For the Lady Tarpons Venessa Ybarra was the highest placer; she was 6th in the 165-pound division with a total lift of 545 pounds. Also placing for the P.I. girls were Miya Whittington, 123 pounds, 7th, 495 pounds TL; Tanja Barbarena, 132, 8th, 545 pounds TL; Anna Delgado, 132, 12th, 495 pounds TL; Francesca Sandoval, 148, 7th, 720 pounds TL; Mikayla Snyder, 165, 8th, 485 pounds TL; and Audrey Martinez, 198, 540 pounds TL.
Rubalcaba is back on the Port Isabel High coaching staff this year after coaching at other schools the past two years. He was the head lifting coach at Freer High School, 2013-’14, and on the staff as an assistant at San Benito High last year. One Greyhound lifter finished second at the state meet that season.

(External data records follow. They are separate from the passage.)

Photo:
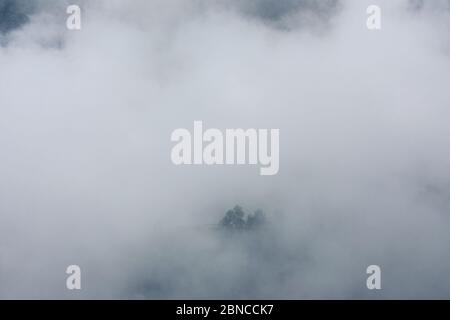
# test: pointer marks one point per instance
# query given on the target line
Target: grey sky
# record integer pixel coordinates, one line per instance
(85, 170)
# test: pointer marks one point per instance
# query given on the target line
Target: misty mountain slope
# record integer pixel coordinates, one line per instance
(13, 14)
(86, 176)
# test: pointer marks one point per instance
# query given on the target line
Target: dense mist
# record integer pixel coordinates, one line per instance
(85, 170)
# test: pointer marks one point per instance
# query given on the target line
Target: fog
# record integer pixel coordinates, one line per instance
(85, 170)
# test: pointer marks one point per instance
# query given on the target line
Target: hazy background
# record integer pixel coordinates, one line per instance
(85, 170)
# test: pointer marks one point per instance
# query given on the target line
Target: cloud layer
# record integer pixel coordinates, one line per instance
(86, 176)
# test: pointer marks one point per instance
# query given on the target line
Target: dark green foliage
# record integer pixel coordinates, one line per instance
(235, 220)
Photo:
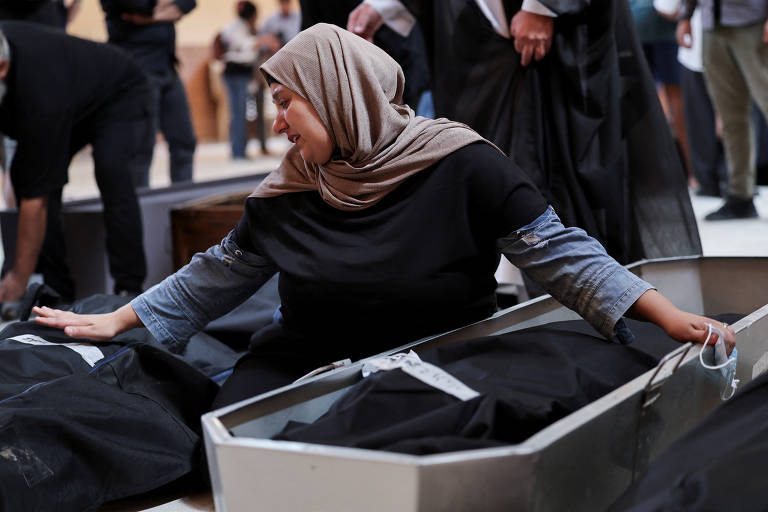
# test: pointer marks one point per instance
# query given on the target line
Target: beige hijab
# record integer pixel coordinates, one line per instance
(357, 90)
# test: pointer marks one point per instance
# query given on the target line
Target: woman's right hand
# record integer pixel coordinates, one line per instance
(101, 327)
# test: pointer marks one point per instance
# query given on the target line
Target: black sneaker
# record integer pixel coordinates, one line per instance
(734, 208)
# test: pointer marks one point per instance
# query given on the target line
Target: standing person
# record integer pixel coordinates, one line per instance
(562, 87)
(735, 58)
(61, 93)
(706, 149)
(657, 37)
(375, 214)
(145, 29)
(243, 49)
(284, 24)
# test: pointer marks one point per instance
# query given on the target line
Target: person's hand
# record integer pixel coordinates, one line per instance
(683, 33)
(364, 21)
(686, 327)
(532, 34)
(165, 12)
(94, 327)
(12, 287)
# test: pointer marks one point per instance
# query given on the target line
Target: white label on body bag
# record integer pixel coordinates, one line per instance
(90, 353)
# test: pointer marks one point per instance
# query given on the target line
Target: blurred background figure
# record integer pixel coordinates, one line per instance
(284, 24)
(704, 145)
(52, 13)
(656, 31)
(735, 59)
(146, 31)
(242, 51)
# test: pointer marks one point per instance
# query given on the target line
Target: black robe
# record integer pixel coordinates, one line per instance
(585, 122)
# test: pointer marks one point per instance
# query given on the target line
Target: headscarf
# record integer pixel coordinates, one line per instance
(357, 90)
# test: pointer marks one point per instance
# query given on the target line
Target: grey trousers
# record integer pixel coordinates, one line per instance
(736, 71)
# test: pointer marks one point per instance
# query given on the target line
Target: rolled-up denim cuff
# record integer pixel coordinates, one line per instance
(155, 325)
(612, 326)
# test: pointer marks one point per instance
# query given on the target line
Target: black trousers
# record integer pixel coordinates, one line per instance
(122, 153)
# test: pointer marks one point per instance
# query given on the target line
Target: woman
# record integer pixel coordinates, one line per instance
(385, 227)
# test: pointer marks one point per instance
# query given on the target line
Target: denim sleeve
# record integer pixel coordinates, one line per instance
(575, 269)
(211, 285)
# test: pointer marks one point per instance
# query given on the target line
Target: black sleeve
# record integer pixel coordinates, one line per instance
(562, 7)
(502, 193)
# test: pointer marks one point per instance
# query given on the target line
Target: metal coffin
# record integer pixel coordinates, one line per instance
(582, 462)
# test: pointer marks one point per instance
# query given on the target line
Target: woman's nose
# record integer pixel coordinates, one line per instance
(279, 125)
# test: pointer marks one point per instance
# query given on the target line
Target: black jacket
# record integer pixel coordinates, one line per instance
(152, 45)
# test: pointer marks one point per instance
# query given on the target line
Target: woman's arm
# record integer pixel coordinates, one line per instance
(94, 327)
(575, 269)
(211, 285)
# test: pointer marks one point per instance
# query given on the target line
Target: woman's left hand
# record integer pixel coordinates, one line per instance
(680, 325)
(684, 327)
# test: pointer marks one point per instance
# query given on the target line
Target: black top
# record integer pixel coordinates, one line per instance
(46, 12)
(420, 261)
(153, 45)
(59, 88)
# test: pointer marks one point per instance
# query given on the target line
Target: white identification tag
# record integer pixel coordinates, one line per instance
(89, 353)
(425, 372)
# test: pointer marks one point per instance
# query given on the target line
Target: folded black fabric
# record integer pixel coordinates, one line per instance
(527, 380)
(719, 465)
(126, 426)
(83, 423)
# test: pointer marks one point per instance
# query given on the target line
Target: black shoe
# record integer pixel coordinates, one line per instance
(734, 208)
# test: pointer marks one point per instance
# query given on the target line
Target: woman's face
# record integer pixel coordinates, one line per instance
(298, 119)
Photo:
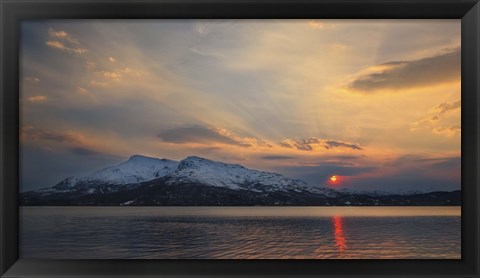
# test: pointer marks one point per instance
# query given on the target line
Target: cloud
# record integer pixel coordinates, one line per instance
(277, 157)
(62, 40)
(37, 98)
(336, 144)
(61, 46)
(309, 144)
(449, 131)
(114, 75)
(398, 75)
(200, 135)
(31, 133)
(321, 25)
(434, 120)
(32, 79)
(62, 35)
(446, 107)
(413, 160)
(83, 151)
(206, 53)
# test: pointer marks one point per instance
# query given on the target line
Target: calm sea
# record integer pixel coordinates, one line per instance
(240, 232)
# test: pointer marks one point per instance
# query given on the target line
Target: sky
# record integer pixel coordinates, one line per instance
(375, 103)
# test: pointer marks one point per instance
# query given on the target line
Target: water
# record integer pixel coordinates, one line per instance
(240, 232)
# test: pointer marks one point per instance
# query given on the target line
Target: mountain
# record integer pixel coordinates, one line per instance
(135, 170)
(198, 181)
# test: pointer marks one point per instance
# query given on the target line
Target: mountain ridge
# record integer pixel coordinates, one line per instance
(143, 180)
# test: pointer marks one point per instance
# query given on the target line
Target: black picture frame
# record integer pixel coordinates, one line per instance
(13, 11)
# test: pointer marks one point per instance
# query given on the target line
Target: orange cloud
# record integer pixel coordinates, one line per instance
(37, 98)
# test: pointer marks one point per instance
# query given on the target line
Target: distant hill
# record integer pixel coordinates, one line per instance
(196, 181)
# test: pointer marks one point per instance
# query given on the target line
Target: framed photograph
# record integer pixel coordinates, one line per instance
(233, 138)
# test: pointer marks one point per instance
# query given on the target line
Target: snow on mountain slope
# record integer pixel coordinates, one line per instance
(135, 170)
(234, 176)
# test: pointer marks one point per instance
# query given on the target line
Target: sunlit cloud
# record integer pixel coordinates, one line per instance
(321, 25)
(268, 94)
(310, 144)
(277, 157)
(37, 98)
(398, 75)
(62, 35)
(435, 120)
(64, 41)
(446, 107)
(449, 131)
(202, 135)
(32, 79)
(62, 46)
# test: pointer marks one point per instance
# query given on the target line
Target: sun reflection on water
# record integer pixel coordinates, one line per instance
(340, 239)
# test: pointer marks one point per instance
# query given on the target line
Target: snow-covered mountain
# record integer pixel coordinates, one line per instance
(199, 170)
(135, 170)
(196, 181)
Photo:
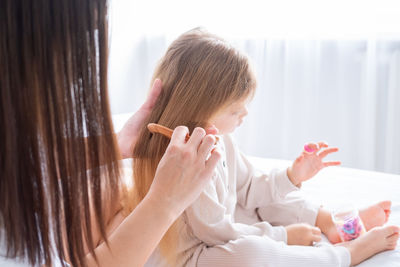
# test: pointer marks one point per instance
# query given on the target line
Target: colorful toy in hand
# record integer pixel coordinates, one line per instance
(349, 225)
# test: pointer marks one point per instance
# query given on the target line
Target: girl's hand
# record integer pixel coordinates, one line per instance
(310, 163)
(128, 135)
(184, 170)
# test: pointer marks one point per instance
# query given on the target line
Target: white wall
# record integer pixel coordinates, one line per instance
(326, 70)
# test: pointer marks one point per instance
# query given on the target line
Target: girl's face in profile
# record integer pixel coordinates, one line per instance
(230, 117)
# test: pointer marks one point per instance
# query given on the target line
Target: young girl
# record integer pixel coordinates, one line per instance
(207, 82)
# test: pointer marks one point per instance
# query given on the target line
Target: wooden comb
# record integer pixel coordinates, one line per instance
(157, 128)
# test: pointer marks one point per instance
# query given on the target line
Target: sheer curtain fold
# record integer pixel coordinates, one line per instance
(345, 92)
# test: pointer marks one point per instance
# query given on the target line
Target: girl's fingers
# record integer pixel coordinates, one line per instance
(206, 146)
(179, 135)
(317, 238)
(316, 231)
(331, 163)
(328, 151)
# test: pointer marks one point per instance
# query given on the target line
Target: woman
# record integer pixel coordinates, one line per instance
(56, 125)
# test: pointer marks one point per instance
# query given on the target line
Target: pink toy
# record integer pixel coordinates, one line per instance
(309, 149)
(348, 224)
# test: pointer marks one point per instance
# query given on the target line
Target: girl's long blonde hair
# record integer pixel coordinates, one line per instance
(201, 74)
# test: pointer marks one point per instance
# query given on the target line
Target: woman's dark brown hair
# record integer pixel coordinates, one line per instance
(55, 125)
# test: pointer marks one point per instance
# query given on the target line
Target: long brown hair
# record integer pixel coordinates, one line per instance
(55, 124)
(201, 74)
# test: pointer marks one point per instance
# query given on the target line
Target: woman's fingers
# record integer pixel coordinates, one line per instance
(315, 147)
(196, 137)
(331, 163)
(153, 95)
(179, 135)
(212, 162)
(206, 146)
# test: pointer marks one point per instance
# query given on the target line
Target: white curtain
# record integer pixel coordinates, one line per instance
(345, 91)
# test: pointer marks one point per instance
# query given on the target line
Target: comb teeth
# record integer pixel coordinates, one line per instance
(157, 128)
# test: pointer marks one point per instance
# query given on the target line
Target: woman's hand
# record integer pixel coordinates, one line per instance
(302, 234)
(310, 163)
(185, 169)
(128, 135)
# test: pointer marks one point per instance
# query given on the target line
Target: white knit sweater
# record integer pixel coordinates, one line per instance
(223, 228)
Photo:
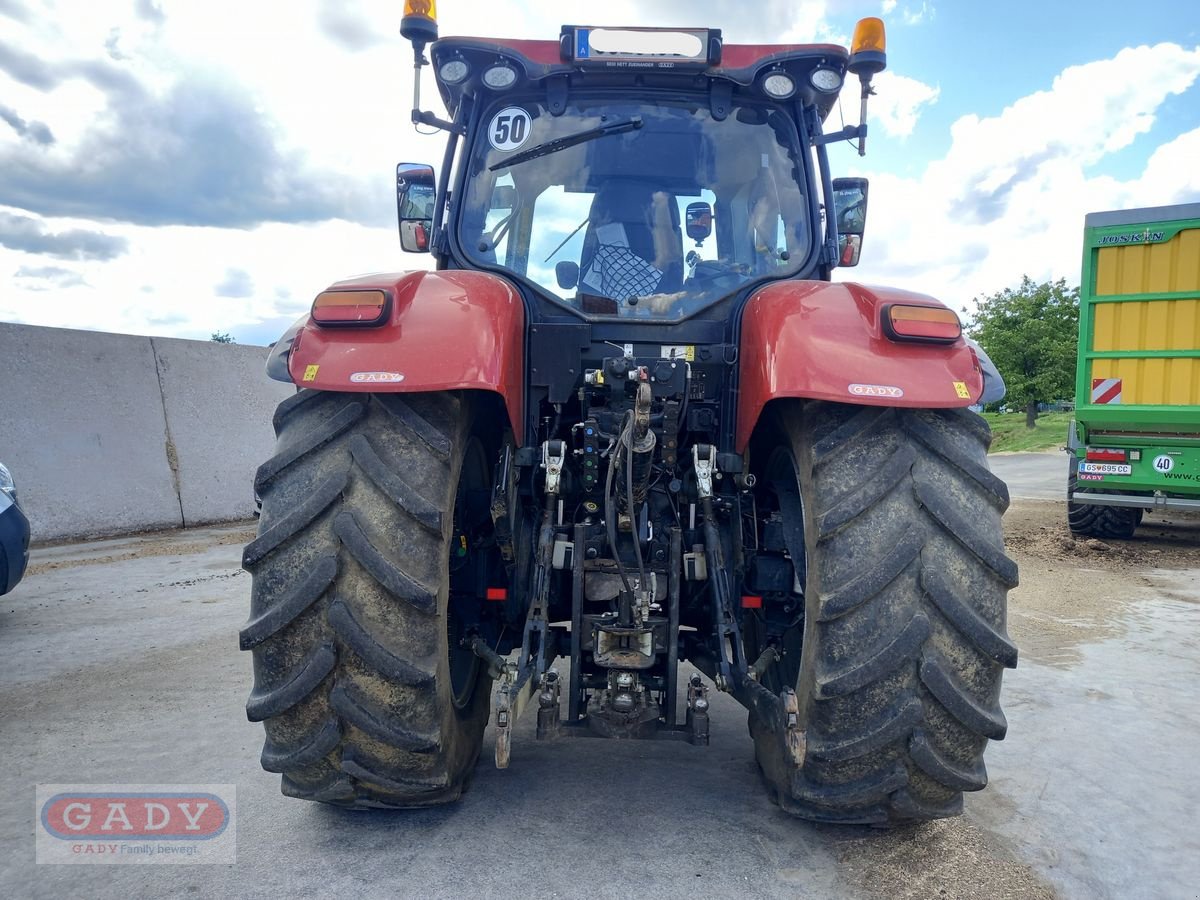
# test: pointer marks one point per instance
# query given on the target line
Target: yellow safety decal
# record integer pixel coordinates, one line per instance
(684, 352)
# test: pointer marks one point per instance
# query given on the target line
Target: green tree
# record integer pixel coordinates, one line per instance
(1031, 334)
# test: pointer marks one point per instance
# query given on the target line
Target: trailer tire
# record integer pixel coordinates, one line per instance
(904, 642)
(365, 697)
(1091, 521)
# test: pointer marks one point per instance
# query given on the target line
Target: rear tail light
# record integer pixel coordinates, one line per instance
(922, 323)
(349, 307)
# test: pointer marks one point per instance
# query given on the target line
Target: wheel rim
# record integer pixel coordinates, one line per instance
(463, 663)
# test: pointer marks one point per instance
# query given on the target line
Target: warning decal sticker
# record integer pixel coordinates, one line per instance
(1105, 390)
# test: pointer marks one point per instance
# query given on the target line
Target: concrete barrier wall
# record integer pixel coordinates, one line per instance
(109, 433)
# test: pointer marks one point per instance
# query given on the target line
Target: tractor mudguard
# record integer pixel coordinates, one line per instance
(442, 330)
(826, 341)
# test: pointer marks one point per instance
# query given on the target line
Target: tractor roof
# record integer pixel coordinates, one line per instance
(739, 66)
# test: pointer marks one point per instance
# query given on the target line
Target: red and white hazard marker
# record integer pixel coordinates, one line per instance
(1105, 390)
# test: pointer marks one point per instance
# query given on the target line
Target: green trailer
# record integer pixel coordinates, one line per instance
(1135, 441)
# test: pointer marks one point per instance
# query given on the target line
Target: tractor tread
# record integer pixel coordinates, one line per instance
(394, 484)
(322, 744)
(298, 684)
(937, 767)
(348, 603)
(359, 711)
(988, 640)
(904, 647)
(391, 576)
(935, 675)
(307, 442)
(874, 489)
(862, 586)
(295, 520)
(893, 729)
(291, 605)
(371, 652)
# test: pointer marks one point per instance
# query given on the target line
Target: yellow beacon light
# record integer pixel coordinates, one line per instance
(868, 51)
(420, 22)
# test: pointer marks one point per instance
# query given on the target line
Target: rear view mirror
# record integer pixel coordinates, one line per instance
(415, 197)
(699, 221)
(850, 215)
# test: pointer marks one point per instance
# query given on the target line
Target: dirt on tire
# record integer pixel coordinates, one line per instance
(351, 592)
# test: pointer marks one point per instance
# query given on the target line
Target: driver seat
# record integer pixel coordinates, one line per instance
(618, 253)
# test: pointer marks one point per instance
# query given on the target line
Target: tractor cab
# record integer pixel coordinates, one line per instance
(642, 174)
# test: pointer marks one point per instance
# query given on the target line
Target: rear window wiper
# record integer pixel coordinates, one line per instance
(553, 147)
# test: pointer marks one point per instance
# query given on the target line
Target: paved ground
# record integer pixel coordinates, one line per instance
(1033, 477)
(119, 664)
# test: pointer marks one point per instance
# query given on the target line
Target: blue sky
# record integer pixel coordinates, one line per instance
(180, 167)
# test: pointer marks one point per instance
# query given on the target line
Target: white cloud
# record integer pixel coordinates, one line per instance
(898, 102)
(330, 82)
(1011, 195)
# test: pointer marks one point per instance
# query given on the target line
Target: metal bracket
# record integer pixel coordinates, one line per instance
(504, 721)
(703, 457)
(697, 712)
(549, 706)
(795, 742)
(553, 457)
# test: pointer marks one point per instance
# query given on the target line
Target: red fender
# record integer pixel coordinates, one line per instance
(445, 330)
(825, 341)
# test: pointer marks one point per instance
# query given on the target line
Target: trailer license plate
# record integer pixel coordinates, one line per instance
(1105, 468)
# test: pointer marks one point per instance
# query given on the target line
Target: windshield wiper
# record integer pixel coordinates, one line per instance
(553, 147)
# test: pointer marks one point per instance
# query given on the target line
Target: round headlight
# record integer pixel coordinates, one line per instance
(779, 85)
(826, 79)
(499, 77)
(454, 71)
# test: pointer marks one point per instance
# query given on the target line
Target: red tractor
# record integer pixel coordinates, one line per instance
(628, 423)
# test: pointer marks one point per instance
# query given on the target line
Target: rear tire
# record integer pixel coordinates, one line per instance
(899, 666)
(1091, 521)
(364, 699)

As the season goes on Rubalcaba anticipates getting more girls, and guys, into the weight room at the high school to give this unique sport a try. “Some kids are self-conscious, ‘Oh, I’m not strong enough.’ I tell them it’s not about what you can do now. It’s about what you can do later. We all have to start somewhere.”
Junior John Ray Martinez moved up to 198 pounds for this season after struggling to maintain weight in the 181-pound division last year. This is his third year competing in the sport. Martinez plays both ways on the Tarpon football team, at linebacker and running back, and he knows that weight lifting helps him as a football player.
“Powerlifting is going to give (me) the extra strength and the edge … to play linebacker and running back, with the blocking and stuff. It helps a lot with football.”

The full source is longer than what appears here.